Upon his graduation, he was successively (1946–1953) Assistant and Associate Professor at Georgetown University, Washington DC, in Theodore Koppanyi's Department of Pharmacology and Therapeutics. Professor Koppanyi introduced him to the cholinergic field. He became a Fellow at Sterling Winthrop Research Institute, Rensselaer, New York from 1953 to 1956, where he was a member of a team which developed Ambenonium (Mytelase), a drug still used in the treatment of myasthenia gravis, and the vasodilator amotriphene (Myordil).

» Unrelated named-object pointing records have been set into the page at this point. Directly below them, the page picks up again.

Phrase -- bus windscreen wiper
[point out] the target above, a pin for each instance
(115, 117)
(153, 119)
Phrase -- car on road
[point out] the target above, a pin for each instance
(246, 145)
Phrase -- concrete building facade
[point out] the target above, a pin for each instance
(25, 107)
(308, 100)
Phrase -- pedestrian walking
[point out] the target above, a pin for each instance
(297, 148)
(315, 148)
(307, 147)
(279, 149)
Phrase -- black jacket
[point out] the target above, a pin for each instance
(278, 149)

In 1956, Karczmar moved to Loyola University of Chicago Medical Center in Maywood, Illinois where he served from 1956 to 1986 as Professor and Chairman of the Department of Pharmacology and Experimental Therapeutics, and as the Senior Director of the Institute for Mind, Drugs and Behavior from 1964 to 1986; he was also Associate Dean for Research and Graduate Education from 1981 to 1986. He was Acting Medical Director, Foundation 41, in Sydney, Australia from 1988 to 1989. He also served from 1956 to 2008 as Senior Consultant, Research Services, VA and as Consultant to the Surgeon General, USA (1987-). At present he is a trustee and Secretary, Chicago Association for Research and Education in Science (1987-).

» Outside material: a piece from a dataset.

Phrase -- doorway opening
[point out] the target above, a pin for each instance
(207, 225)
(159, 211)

Karczmar organized many international Symposia, including the Symposium on Brain and Human Behavior in Chicago, 1978 (with Sir John C. Eccles); Symposium on Interdependence of Neurotransmitter Systems in the CNS at the Seventh International Congress of Pharmacology (IUPHAR). Paris, 1978 (with J. Glowinski); Symposium on Inter-relationships Between Various Neurotransmitter Systems at the Tenth Congress of the Collegium Intern. Neuropsychopharmacologicum, Quebec, Canada, 1978; International Symposium on Aggressive Behavior, Florence, 1969 (with S. A. Barnett and S. Garattini); Symposium on Cholinergic Transmission, Annual FASEB Meeting, Atlantic City, New Jersey, 1969; and Symposium on New Conceptual Approaches to Prophylaxis and Therapy of Organophosphorus Poisoning, Fort St. Lucie, Florida, 1984.
He maintains a particular link with the International Symposia on Cholinergic Mechanisms (1970–2008); he attended all but one of the thirteen ISCMs and served as the Chair of the International Advisory Committee for several of them.